EC: Lena (Dunham, creator of and performer in “Girls”) grew up in Tribeca in downtown Manhattan. She was the daughter of artists, and she really understood that gritty 1980s New York. Nora grew up in Beverly Hills in sort of a cloistered environment, and she loved New York City as an outsider would. And she never grew out of that. She never got jaded. She always looked at it as if it was this magical place, so her films reflected that. Lena’s “Girls” just reflects the gritty reality of four young women trying to make it Brooklyn, as it were, and just kind of stumbling along the way. Nora never saw herself like that. She was just kind of a go-getter from a different era.

DI: Was it the Nora Ephron influence? That might be the more go-to answer.

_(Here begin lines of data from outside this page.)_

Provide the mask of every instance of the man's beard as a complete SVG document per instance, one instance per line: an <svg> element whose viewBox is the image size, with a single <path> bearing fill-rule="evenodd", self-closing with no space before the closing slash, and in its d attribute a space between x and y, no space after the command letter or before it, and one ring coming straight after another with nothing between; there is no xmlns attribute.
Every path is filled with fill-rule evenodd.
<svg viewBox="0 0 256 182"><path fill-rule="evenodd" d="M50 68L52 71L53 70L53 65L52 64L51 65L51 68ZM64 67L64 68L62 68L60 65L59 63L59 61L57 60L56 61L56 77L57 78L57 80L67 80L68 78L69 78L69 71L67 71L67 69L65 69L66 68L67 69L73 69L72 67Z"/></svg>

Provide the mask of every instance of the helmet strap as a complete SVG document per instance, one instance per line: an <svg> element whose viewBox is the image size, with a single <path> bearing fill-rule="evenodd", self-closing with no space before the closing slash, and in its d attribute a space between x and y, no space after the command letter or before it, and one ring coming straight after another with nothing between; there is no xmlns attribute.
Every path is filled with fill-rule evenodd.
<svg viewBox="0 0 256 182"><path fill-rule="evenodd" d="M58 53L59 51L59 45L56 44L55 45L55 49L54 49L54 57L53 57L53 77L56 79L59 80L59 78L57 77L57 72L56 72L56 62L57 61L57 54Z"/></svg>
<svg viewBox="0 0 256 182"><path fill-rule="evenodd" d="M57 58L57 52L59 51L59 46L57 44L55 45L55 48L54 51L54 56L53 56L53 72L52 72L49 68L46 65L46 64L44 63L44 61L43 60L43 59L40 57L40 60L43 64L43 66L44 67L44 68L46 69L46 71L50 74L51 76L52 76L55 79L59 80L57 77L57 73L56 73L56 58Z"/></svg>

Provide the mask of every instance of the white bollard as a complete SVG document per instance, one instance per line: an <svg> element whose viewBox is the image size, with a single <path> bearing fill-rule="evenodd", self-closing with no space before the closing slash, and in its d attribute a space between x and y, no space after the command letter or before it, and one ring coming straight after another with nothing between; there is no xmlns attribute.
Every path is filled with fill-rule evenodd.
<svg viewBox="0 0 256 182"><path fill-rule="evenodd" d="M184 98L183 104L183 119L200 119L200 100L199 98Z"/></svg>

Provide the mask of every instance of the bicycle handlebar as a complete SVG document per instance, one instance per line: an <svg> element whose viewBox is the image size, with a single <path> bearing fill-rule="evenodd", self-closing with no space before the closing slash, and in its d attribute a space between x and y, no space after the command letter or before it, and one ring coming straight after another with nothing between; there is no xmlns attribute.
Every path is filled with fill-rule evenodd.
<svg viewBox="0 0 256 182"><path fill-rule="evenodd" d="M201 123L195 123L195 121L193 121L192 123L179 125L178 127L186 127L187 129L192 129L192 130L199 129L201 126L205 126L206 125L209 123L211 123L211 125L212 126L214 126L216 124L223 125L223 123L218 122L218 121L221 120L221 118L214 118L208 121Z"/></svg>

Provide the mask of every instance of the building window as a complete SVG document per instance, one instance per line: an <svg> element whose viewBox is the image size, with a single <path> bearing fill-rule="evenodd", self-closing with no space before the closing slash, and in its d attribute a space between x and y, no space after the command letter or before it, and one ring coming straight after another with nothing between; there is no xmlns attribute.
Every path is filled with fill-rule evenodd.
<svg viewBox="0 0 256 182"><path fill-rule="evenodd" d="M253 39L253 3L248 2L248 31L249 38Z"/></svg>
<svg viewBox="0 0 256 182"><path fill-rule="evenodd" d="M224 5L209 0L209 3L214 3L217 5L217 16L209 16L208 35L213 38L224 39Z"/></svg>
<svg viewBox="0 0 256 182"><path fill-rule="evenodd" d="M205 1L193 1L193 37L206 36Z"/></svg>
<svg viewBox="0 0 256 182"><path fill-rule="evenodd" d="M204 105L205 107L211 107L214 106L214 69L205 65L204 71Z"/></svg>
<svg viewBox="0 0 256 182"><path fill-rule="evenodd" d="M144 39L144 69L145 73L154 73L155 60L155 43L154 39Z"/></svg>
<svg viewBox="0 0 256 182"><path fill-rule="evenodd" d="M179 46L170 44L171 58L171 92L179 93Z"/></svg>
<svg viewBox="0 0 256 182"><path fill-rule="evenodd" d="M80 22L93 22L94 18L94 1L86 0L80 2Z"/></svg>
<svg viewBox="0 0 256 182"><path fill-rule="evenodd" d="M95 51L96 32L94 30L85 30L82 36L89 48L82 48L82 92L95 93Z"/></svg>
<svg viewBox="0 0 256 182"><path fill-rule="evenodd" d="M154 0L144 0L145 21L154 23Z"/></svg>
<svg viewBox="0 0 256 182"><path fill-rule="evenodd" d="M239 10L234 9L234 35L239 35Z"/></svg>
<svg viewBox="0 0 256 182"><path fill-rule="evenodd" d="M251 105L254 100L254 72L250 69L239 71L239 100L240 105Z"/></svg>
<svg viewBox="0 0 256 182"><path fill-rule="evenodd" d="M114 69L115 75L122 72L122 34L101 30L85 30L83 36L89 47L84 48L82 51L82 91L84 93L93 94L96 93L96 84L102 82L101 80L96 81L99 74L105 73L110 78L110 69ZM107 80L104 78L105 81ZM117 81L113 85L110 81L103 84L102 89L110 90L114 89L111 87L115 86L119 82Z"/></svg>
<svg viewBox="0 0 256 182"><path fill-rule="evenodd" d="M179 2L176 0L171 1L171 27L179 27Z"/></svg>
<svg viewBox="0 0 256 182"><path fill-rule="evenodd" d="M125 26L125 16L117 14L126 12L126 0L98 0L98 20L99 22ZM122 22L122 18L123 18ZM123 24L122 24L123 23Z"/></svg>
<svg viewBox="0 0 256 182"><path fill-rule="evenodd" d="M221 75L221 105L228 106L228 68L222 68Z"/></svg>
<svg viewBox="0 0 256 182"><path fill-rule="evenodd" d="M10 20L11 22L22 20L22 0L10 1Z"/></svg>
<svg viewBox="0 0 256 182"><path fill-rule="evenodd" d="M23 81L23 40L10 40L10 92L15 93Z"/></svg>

Or was it a combination of both those shows?

EC: It was a combination of all of those TV shows and movies that influenced me growing up and in my 20s. Then you get there, and you see how hard it is to live there and how you have to hustle all the time. A big kind of comforting film for me to watch when I lived in New York on that Sunday when I didn’t have to work and didn’t have to cover any red carpets was “You’ve Got Mail.”

There was a sense that anything is possible in Nora’s work, and there is a sense of optimism about the future that doesn’t exist in pop culture anymore. I think the culture reflects the times, and America is pretty bleak right now.

DI: How much of Ephron do you relate to?

EC: Nora liked to run people’s lives. I like to let people figure things out and live their lives. I try to not have as much judgment; however, I am a little bit sarcastic. I have in my life at times thought more about the cutting one-liner than somebody’s feelings.

A lot of women, we feel we need to put people at ease and be bubbly. I certainly have that, but she didn’t have any of that. She carried herself in sort of a masculine way. She didn’t feel the need to entertain anybody. She knew the power of silence.

DI: Did you always want to become an entertainment reporter on one of the coasts?

EC: Growing up, I would watch “Entertainment Tonight” every evening and would read Entertainment Weekly front to back. I was obsessed with the award shows, like the Oscars.

I’ve kept a perspective on the whole thing. I never thought I was going to write for any of these titles and I was going to be successful in any way. I wanted to be around actors that I loved, write about them and cover them. I didn’t know how I was going to. Because who am I? I’m somebody from Illinois.

DI: Finally, is there any wisdom to impart to current University students?

EC:If you really want to cover entertainment, you should absolutely move to New York or Los Angeles and don’t listen to your professors who say to work in a podunk newspaper in Central Illinois.